Historian Rebecca Fraser agreed that the impetus for making the arduous journey across the Atlantic was first and foremost religious. 

"If you go to East Anglia, where something like 40 per cent of the early inhabitants of New England came from, a huge amount of the leaders came from manor houses [and] beautiful homes, so they really were giving up a huge amount for a godly society," she said. 

"John Winthrop [a Puritan and one of the founders of the Massachusetts Bay Colony] had a really beautiful manor house.  If you read accounts of the early settlers, whoever they were, even if they were the Earl of Lincoln's daughter, you arrived [in the New World] and basically the houses were not ready for you.

"And so many people died even founding Boston 10 years after the Mayflower.  Even though the Pilgrims were there to help them, the mortality rate was staggering.

"The impulse is really religious because they are giving up so much in their former home country." 

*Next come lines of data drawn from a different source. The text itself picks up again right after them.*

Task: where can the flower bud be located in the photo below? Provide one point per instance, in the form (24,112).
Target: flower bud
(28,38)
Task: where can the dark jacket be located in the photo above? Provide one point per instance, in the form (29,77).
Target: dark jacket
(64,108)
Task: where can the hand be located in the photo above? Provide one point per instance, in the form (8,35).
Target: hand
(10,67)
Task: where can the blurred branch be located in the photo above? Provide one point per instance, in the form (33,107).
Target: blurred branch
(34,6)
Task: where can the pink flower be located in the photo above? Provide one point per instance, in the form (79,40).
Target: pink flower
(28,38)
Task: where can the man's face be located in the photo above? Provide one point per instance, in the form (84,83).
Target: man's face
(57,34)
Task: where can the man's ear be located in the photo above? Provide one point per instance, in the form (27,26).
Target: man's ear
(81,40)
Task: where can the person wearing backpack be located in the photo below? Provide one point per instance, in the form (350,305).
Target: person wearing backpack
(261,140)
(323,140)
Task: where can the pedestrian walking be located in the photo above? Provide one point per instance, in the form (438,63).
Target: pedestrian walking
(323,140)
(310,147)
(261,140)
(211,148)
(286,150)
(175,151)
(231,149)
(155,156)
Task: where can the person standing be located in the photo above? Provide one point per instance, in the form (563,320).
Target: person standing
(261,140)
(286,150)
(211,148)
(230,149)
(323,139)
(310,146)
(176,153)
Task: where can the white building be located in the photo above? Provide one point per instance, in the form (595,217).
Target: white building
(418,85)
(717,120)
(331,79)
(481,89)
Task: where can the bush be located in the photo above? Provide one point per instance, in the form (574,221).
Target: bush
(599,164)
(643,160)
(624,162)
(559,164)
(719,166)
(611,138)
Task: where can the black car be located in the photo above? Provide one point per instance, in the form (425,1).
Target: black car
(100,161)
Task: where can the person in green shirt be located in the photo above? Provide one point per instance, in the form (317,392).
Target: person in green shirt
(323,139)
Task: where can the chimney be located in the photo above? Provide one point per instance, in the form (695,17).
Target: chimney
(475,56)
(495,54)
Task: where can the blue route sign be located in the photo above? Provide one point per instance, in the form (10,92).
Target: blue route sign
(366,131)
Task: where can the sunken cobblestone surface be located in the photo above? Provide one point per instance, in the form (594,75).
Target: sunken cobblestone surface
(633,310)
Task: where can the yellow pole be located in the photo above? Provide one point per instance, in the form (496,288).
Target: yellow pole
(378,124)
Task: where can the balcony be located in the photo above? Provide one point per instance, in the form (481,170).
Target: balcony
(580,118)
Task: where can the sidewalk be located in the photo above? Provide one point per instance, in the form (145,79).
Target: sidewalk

This year marks the 400th anniversary of the Mayflower and events are taking place on both sides of the Atlantic to commemorate the event. 

Bremer said it was important to remember that it is a part of both American and British history. 

"This is a transatlantic movement," he said.  "This is not just an American story; it's an English story." 

Journalist Jonathan Petre, whose family home has ties to the Puritan settlers, said the Mayflower history was "under-taught" in Britain.

"I don't think it's very well taught in this country - and the impact it had on America," he said.